Pytorch port of Google Research's LEAF Audio paper

Overview

leaf-audio-pytorch

Pytorch port of Google Research's LEAF Audio paper published at ICLR 2021.

This port is not completely finished, but the Leaf() frontend is fully ported over, functional and validated to have similar outputs to the original tensorflow implementation. A few small things are missing, such as the SincNet and SincNet+ implementations, a few different pooling layers, etc.

PLEASE leave issues, pull requests, comments, or anything you find in using this repository that may be of value to others who will try to use this.

Installation

From the root directory of this repo, run:

pip install -e .

Usage

leaf_audio_pytorch mirrors it's original respository; imports and arguments are the same.

import leaf_audio_pytorch.frontend as frontend

leaf = frontend.Leaf()

Installation for Developing

If you are looking to develop on this repo, the requirements.txt contains everything needed to run the torch and tf implementations of leaf audio simultaneously.

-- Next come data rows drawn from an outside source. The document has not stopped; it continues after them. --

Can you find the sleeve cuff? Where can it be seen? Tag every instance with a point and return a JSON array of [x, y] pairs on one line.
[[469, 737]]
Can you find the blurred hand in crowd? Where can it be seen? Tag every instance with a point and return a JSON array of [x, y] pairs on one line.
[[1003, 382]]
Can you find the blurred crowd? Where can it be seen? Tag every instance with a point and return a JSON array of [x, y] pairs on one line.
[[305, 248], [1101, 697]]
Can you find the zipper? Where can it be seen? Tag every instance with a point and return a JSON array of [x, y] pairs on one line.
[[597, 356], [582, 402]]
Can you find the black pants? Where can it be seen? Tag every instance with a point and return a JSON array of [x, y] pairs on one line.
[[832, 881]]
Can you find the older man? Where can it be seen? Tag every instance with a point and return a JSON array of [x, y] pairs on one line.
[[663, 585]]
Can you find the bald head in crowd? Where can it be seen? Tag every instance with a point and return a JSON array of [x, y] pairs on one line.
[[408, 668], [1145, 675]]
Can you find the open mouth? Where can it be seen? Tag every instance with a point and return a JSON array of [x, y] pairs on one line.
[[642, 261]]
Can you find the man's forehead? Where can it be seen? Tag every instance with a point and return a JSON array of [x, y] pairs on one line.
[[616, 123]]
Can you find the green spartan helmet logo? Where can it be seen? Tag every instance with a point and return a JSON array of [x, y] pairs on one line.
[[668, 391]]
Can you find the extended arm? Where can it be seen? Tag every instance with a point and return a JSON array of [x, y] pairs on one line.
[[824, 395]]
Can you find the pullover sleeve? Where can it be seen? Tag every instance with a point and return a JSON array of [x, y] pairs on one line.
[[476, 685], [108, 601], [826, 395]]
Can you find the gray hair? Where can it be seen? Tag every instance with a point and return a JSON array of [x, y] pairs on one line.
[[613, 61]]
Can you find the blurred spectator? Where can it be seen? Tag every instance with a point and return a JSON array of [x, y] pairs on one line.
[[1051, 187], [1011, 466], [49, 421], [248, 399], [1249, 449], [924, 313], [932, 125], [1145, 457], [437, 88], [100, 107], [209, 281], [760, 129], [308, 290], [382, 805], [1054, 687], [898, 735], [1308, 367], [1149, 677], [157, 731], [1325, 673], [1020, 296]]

NOTE: There is some weird dependency stuff going on with the original leaf-audio repo. Seems like its a dependency issue with lingvo and waymo-open-dataset. These below commands are a workaround.

Install the packages required:

pip install -r requirements.txt --no-deps

Install the leaf-audio repo from Git SSH:

pip install git+ssh://[email protected]/google-research/leaf-audio.git --no-deps

Then add the leaf_audio_pytorch package as well

python setup.py develop

At this point everything should be good to go! The scripts in test/ contains some testing code to validate the torch implementation mirrors tf.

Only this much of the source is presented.